The Belle Salle Roppongi.

Here’s a glimpse of my booth. The fair is organized with “Photo America” upstairs. An exhibition anchored by the Museum of Photographic Arts and three American dealers – myself, Rose Shoshana, and Paul Kopeikin. Downstairs are 14 Japanese dealers from whom you’ll see my highlights, below. There’s a predominance of contemporary sized urban, industrial, and forest landscapes – but I guess you could say it’s an accurate representation of the country. There’s certainly not the same amount of personally introspective or constructed work you would see in America.

But going in order round the fair, here are some of the pieces that caught my eye:

Two pictures by Naoki Ishikawa at Gallery Terra.

Two urban landscape by Yurie Nagashima at Scai The Bathhouse Gallery.

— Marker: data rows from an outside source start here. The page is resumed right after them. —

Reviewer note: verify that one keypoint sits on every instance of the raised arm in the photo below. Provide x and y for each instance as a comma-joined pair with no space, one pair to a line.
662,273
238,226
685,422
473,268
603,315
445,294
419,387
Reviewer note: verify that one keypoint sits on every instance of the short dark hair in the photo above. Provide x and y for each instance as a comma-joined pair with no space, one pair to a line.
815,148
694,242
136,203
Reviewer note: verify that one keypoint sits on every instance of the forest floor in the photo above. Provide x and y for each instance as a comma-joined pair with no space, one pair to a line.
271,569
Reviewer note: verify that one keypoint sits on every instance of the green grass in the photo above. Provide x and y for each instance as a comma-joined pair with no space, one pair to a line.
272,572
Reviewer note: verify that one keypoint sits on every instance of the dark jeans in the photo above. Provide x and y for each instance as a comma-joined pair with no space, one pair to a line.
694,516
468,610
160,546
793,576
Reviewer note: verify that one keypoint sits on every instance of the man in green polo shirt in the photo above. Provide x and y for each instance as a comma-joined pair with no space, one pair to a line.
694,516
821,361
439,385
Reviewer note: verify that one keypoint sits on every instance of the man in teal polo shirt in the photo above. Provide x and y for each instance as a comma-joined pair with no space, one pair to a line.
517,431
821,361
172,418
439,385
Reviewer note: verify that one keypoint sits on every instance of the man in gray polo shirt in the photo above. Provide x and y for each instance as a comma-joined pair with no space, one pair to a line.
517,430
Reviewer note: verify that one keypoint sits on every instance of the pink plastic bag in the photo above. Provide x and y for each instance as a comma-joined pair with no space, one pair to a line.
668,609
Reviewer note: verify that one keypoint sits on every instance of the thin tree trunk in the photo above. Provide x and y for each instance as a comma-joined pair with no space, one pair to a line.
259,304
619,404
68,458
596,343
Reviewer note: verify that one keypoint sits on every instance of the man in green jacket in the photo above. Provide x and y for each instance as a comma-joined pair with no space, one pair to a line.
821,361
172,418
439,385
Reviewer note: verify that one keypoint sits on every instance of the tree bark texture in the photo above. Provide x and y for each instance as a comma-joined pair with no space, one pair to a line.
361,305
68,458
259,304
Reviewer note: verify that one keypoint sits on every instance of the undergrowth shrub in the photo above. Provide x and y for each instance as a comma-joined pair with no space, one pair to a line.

Two photographs by Taiji Matsue at Taro Nasu Gallery that turned out to be of a model of Tokyo but were striking and vibrant nonetheless.

"Life's Little Worries" by Tatzu Nishi at Urano Aratani

Two views of Mount Fuji by Ken Kitano at MEM Gallery

Also at MEM, Yasumasa Morimura's "Hand Leonardo da Vinci" from 1996.

And two fairy tale looking forests by Yoshihiko Ueda at G/P Gallery.

And last but not least, a suite of gravures by Hiroshi Sugimoto, not readily available in the U.S., at Hiromiyoshi Gallery.

That's a quick Japanese floor report. More on the U.S. floor and Tokyo life tomorrow.

1 comment:

Clare said...

A tangle of overhead cables immediately makes me think of Japan, and Tokyo in particular. I'm intrigued by how there is such a sensitivity to detail and beauty in Japan, (the perfect chopstick, the perfectly imperfect piece of pottery...) while in contrast some of the urban landscapes are pretty grey and ugly.
Have a wonderful time, and eat eat eat - you'll never want anything but Japanese food again!